Sabah Gazetesi’nin duayen muharriri Hıncal Uluç, bugünkü köşesinde Beşiktaş – Sivasspor maçında verilen gol kararına geniş yer ayırdı. Uluç, hakemleri, Beşiktaş Teknik Yöneticisi Sergen Yalçın’ı ve Sivasspor’un teknik adamı İstek Çalımbay’ı eleştirdiği yazısında flaş tabirler kullandı. İşte Hıncal Uluç’un yazısının ayrıntıları…
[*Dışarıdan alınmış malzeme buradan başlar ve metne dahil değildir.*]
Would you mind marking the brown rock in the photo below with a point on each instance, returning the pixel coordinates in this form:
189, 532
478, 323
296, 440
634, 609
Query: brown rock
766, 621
Türkiye Harika Ligi’nin nasıl dizayn edildiğini bir kere daha kanıtlayan o an!. Yan hakem orda.. Tam 1.5 dakika evire çevire bakan VAR orada.. Lakin top oyunda.. Ne var canım bir tacın lafı mı olur?.
O taçla Beşiktaş gol yese.. O taçla Beşiktaş kaptanı oyundan atılsaydı pekala.. O vakit alandaki hakem ve VAR’daki tıpkı hakemler, tıpkı kararları verebilirler miydi bu ülkede, asıl onu tartışın..
Yanılgıyı değil, böylesi yanılgıyı Fener, Galatasaray ve Beşiktaş aleyhine yapmayı bizim hakemlerin göze alıp alamayacaklarını tartışın asıl.. Maçaları sıkar mıydı?.
Sorun yanılgı değil.. Her hakem kusur yapar.. Doğal.. Ancak büyükler aleyhine yaptılar mı, düdük astırırlar adama.. O vakit “Vur abalıya..” Lig bu türlü dizayn ediliyor işte.. Biz ahmaklar da her gece ekrana bakıyoruz, saf saf.. Şampiyonu bile aşikâr ligi izleyen ahmaklar olarak..
1. Fenerbahçe
2. Galatasaray
3. Beşiktaş
Pekala, Muhteşem Lig’de bu yıl sayıları 18’e çıkan “KÜÇÜK” kulüpler ne?.
“Büyük Oyun”un figüranları..
3 otuz paraya, ezilerek, dövülerek büyüklere yem yapılan figüranlar..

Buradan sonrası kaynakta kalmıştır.